Bei „Markus Lanz“ liefert sich „Manifest“-Unterstützer Johannes Varwick eine leidenschaftliche Diskussion mit CDU-Politiker Roderich Kiesewetter. Auch der Moderator mischt mit.
Debatte um VerhandlungenLanz attackiert Varwick: „Es geht Ihnen überhaupt nicht um die Ukraine“
Politikwissenschaftler Johannes Varwick hat in der ZDF-Talkshow „Markus Lanz“ seine anfängliche Unterstützung für das „Manifest für Frieden“ von Sahra Wagenknecht und Alice Schwarzer bekräftigt, aber auch erklärt, warum er seine Unterschrift schließlich zurückgezogen hat.
Die Forderungen im „Manifest“ seien in seinen Augen grundsätzlich richtig, erklärte Varwick, warf den Initiatorinnen jedoch eine zu geringe Abgrenzung zur politischen Rechten im Vorfeld der Kundgebung in Berlin vor.

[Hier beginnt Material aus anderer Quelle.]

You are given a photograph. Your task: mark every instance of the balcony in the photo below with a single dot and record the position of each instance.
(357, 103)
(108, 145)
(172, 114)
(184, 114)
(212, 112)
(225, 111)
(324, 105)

Deshalb habe er seine Unterschrift schließlich zurückgezogen. Über die Beteiligung von Wagenknecht sei er von Schwarzer zudem erst einen Tag vor der Veröffentlichung informiert worden, führte der Politikwissenschaftler aus.
Ukraine-Talk bei Markus Lanz: „Die Russen verwenden ihre Soldaten als Kanonenfutter“
In der ZDF-Talkrunde waren neben Varwick auch der CDU-Sicherheitspolitiker Roderich Kiesewetter, die „Zeit Online“-Journalistin Rieke Havertz und die Nahost-Expertin Kristin Helberg zu Gast. Inhaltlich beschäftigte sich die Runde überwiegend mit Russlands Krieg gegen die Ukraine und der Frage, welche Auswege aus dem Krieg sich bieten könnten. Helberg richtete unterdessen verstärkt den Blick auf Syrien und zeigte Parallelen auf, die sie im Handeln Russlands, das auch in Syrien militärisch eingegriffen hatte, festgestellt hat.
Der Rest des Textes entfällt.